With its church-like set design, Beale becomes the pastor of a nationally televised pulpit featuring a variety of acts more suitable for a circus than a news program. Here, he acquires the power and influence lacking in his previous position through an instable persona. In comparison, his cool mannered mentor Max Schumacher engages in an unsuccessful affair with Diane Christensen in order to try to reclaim part of the identity and power he once held.
While Holden's Max Schumacher appeals to his friend and his fellow UBS executives to protect the mentally instable Beale, the network ignores his pleas. As long as Howard Beale brings in dollars, the network cares less about Beale the person and more about Beale the commodity. When Beale's viewership declines, he simply produces more outlandish statements and ideas to rein in his audience.

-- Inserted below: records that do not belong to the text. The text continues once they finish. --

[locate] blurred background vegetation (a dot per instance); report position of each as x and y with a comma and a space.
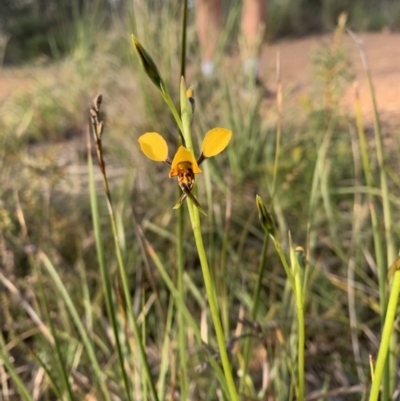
40, 28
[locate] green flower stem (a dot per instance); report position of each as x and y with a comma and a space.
196, 226
181, 319
386, 335
195, 219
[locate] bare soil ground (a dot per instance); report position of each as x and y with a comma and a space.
382, 50
383, 55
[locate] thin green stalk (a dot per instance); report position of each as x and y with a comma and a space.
379, 255
196, 226
295, 255
185, 311
386, 335
104, 272
165, 351
181, 290
254, 309
62, 365
390, 371
180, 240
294, 276
183, 40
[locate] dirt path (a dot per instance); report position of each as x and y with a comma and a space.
383, 54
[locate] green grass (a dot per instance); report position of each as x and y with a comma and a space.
115, 295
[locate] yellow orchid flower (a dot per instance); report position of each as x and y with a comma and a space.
184, 164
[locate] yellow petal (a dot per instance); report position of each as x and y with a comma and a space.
215, 141
183, 156
153, 145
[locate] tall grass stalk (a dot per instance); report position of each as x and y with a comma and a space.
387, 333
295, 278
389, 377
105, 277
97, 129
254, 309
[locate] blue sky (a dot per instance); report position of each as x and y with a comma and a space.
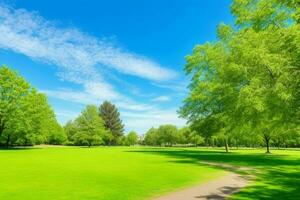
129, 52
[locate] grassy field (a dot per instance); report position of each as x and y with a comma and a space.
73, 173
139, 173
277, 174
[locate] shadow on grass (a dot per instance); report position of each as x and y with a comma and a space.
276, 176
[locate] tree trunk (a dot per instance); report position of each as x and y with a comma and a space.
226, 144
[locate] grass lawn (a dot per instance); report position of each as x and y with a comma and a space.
277, 174
74, 173
139, 173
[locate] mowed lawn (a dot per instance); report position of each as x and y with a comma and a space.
103, 173
277, 175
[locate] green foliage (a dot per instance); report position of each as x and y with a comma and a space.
26, 118
248, 81
132, 138
87, 129
111, 116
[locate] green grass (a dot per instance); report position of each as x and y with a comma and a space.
139, 173
277, 174
74, 173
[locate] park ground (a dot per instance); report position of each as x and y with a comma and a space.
138, 173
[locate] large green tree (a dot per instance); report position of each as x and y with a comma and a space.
111, 116
26, 118
248, 80
89, 127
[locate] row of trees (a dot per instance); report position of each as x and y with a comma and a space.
170, 135
95, 126
26, 118
247, 82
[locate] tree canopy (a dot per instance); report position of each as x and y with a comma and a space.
248, 80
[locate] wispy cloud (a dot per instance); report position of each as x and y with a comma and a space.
82, 59
92, 97
77, 52
153, 118
161, 99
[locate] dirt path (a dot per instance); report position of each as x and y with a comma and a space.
213, 190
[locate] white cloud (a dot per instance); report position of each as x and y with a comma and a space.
161, 99
141, 122
91, 97
82, 59
76, 52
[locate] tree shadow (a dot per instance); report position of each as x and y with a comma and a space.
276, 176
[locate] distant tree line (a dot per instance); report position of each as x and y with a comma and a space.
26, 118
170, 135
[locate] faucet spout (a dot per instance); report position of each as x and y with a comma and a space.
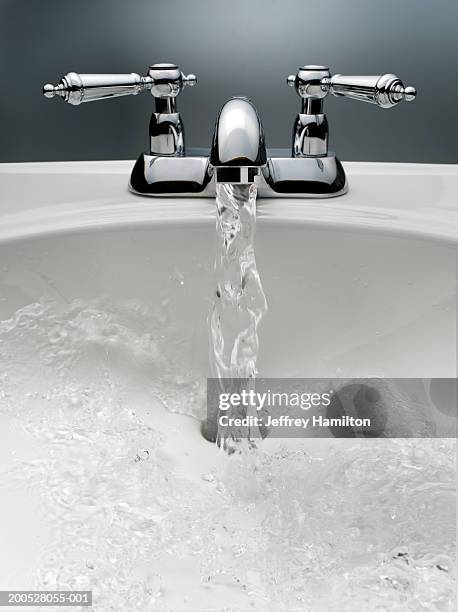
238, 149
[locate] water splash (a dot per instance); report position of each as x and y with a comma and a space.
365, 526
239, 301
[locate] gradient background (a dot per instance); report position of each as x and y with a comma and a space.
236, 47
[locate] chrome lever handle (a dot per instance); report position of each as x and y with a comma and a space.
78, 88
385, 90
313, 83
164, 81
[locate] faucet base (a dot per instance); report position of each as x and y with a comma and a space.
282, 177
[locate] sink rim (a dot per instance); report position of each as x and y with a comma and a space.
78, 198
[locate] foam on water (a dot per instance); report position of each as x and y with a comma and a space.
363, 525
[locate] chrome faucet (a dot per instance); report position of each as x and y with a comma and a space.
238, 153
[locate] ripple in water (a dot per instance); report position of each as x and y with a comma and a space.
369, 525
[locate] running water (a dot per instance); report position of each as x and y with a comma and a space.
239, 302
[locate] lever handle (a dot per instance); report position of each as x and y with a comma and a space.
313, 83
165, 81
384, 90
78, 88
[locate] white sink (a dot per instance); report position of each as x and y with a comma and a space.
103, 328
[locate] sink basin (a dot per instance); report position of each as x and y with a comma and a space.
105, 480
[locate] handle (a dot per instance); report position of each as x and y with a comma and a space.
313, 83
385, 90
78, 88
165, 81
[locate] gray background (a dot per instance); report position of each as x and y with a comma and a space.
236, 47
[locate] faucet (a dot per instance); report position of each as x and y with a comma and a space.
238, 153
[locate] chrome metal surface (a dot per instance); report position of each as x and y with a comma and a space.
313, 83
238, 152
78, 88
238, 148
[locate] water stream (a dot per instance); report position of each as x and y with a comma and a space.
239, 301
107, 485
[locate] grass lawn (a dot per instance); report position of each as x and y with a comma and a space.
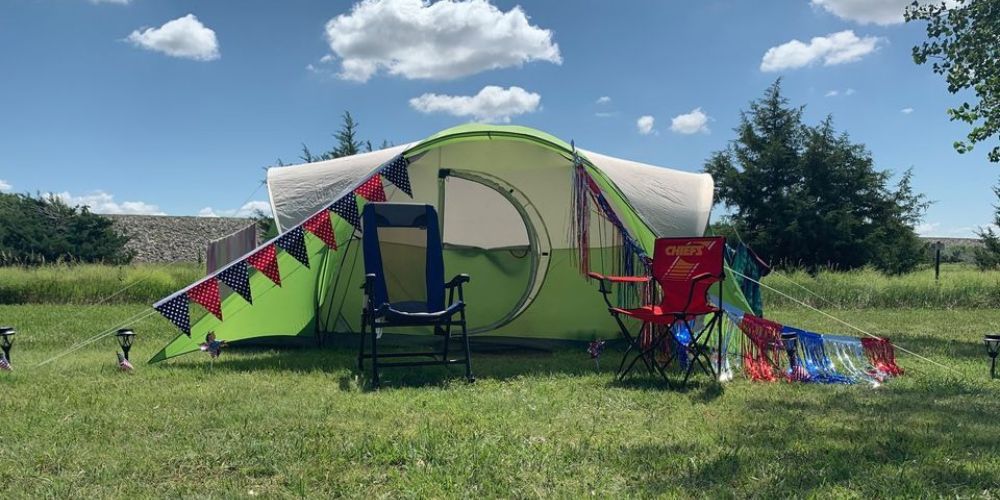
299, 422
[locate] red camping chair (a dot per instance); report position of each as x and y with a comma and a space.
685, 269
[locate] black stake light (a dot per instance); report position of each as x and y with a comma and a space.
992, 342
7, 340
125, 337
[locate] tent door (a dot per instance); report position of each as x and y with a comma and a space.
492, 229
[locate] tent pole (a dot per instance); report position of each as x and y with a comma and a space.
442, 176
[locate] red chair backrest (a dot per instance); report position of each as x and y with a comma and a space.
677, 262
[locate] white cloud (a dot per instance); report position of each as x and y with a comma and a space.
248, 209
835, 48
184, 37
448, 39
104, 203
690, 123
932, 229
835, 93
645, 124
491, 104
881, 12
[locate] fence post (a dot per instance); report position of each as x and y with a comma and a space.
937, 260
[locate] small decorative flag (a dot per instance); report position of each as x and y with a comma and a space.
213, 348
206, 293
396, 172
319, 225
123, 363
595, 349
176, 310
372, 189
294, 242
347, 209
265, 260
238, 279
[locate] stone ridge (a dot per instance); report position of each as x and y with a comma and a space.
166, 239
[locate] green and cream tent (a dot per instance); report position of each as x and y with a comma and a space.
505, 197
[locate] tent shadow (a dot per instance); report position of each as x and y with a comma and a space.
501, 363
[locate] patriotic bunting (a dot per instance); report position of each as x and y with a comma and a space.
319, 225
372, 189
206, 293
396, 172
347, 209
238, 279
294, 242
176, 310
123, 363
265, 260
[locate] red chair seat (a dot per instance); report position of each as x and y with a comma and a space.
657, 315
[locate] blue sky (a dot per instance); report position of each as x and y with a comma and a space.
175, 106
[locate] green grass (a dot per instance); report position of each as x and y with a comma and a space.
90, 283
299, 422
960, 285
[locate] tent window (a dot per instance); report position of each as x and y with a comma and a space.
477, 216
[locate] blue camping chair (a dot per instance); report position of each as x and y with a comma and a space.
404, 285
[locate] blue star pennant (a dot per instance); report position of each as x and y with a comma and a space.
347, 209
237, 278
395, 171
294, 242
176, 310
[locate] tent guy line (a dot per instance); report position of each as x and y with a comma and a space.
135, 319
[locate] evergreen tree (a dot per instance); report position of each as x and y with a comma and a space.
807, 196
36, 230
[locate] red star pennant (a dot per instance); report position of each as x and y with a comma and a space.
206, 293
319, 225
265, 260
372, 189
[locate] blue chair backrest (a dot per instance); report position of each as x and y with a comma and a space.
400, 240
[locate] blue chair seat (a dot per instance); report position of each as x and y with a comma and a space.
411, 313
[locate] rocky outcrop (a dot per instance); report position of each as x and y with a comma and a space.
162, 238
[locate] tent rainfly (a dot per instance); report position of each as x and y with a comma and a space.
505, 198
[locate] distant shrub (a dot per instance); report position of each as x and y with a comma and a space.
44, 229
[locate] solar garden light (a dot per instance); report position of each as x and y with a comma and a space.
125, 337
7, 340
992, 342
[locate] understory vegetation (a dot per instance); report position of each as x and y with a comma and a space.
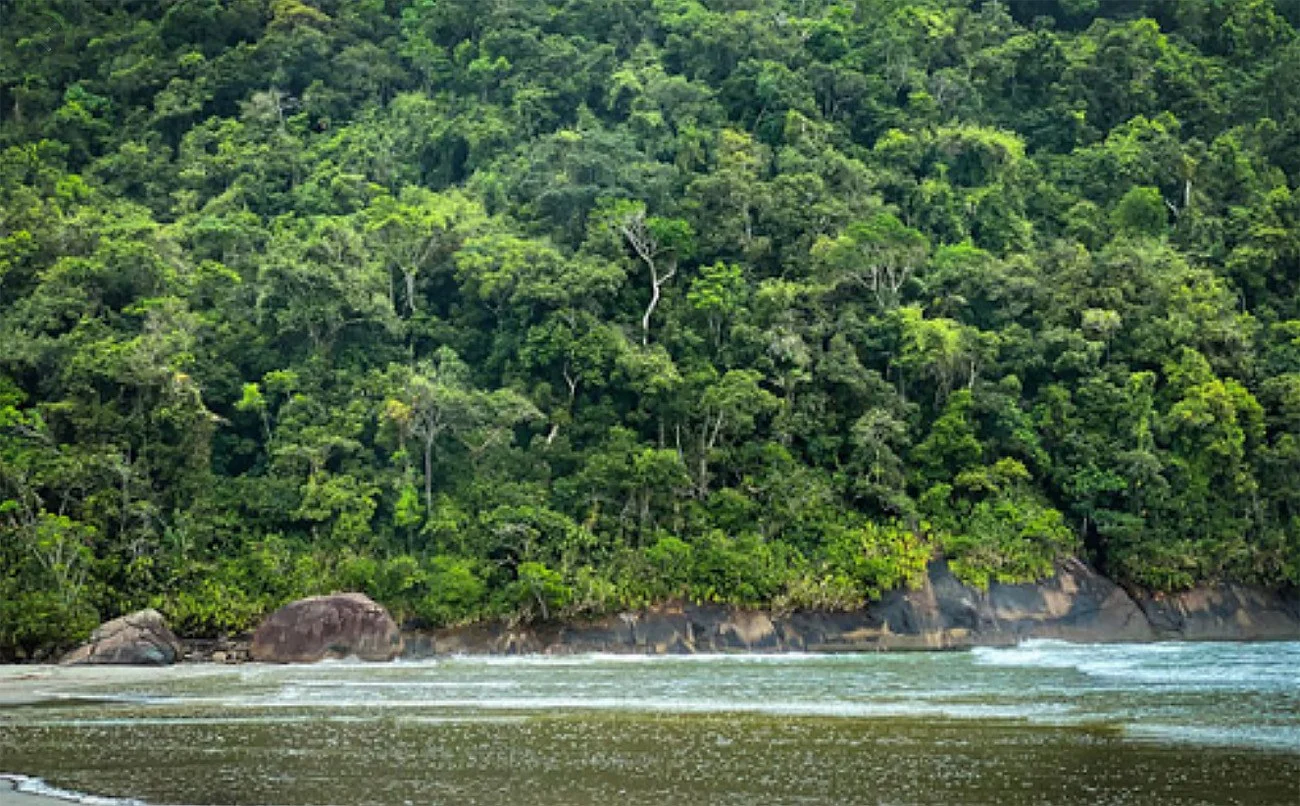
545, 308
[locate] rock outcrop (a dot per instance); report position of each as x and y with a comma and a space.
1222, 612
1075, 605
139, 638
338, 625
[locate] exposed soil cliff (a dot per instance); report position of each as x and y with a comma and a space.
1075, 605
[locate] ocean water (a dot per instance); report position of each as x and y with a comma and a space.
1039, 723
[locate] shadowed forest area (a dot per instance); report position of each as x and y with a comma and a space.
546, 308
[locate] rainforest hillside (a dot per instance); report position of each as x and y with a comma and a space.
540, 308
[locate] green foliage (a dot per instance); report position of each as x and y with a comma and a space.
545, 308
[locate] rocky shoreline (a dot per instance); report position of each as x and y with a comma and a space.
943, 614
1077, 605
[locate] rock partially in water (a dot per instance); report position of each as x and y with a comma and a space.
1075, 605
1223, 612
338, 625
139, 638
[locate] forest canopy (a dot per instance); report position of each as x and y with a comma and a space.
546, 308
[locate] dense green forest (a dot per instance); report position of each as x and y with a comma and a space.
544, 308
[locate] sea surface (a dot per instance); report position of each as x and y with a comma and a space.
1040, 723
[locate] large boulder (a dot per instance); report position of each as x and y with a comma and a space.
338, 625
139, 638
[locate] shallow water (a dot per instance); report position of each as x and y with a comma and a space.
1041, 723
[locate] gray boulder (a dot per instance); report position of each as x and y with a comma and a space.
338, 625
138, 638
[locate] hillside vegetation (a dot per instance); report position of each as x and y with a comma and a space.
541, 308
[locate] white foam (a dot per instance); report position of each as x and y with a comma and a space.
37, 787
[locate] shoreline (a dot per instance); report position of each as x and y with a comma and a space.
27, 791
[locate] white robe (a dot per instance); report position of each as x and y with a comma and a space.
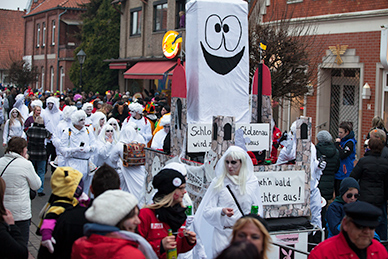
72, 154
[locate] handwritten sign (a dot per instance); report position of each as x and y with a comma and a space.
284, 187
258, 134
199, 137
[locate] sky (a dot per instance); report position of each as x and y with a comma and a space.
13, 4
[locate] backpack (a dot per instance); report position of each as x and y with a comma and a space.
133, 154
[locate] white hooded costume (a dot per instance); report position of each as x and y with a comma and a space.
77, 147
87, 108
289, 153
52, 117
132, 177
214, 231
112, 122
21, 106
96, 117
104, 147
143, 123
14, 130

Thus, Beale's individuality, political opinions and intelligence is only respected as long as it results in a healthy financial return. Yet, when Beale's ravings tread too closely to UBS' business interests, the head of the network (Ned Beatty) orders him to change his stance. The world is no longer about nations, but business.
By infringing on the network and the nation's financial morality, Beale's opinions expose the duplicitious hypocrisy of the network's co-option of controversial political ideas. While Beale freely espouses his disgust toward the current democratic process and Diana Christensen attempts to use countercultural chic for her new show "The Mao Tse-Tung Hour," the network cannot allow discourse that strays into its paradigm. When Beale switches his argument to examining the dehumanization of society, he quickly loses viewers. Audiences previously engrossed by his antics that were endorsed and exploited by UBS are no longer interested in hearing about the same depressing, real-life material that once was the staple of the news: demonstrating their unwillingness to accept life's hardships in order to retreat to safely packaged formulaic programming and outrageous opinions.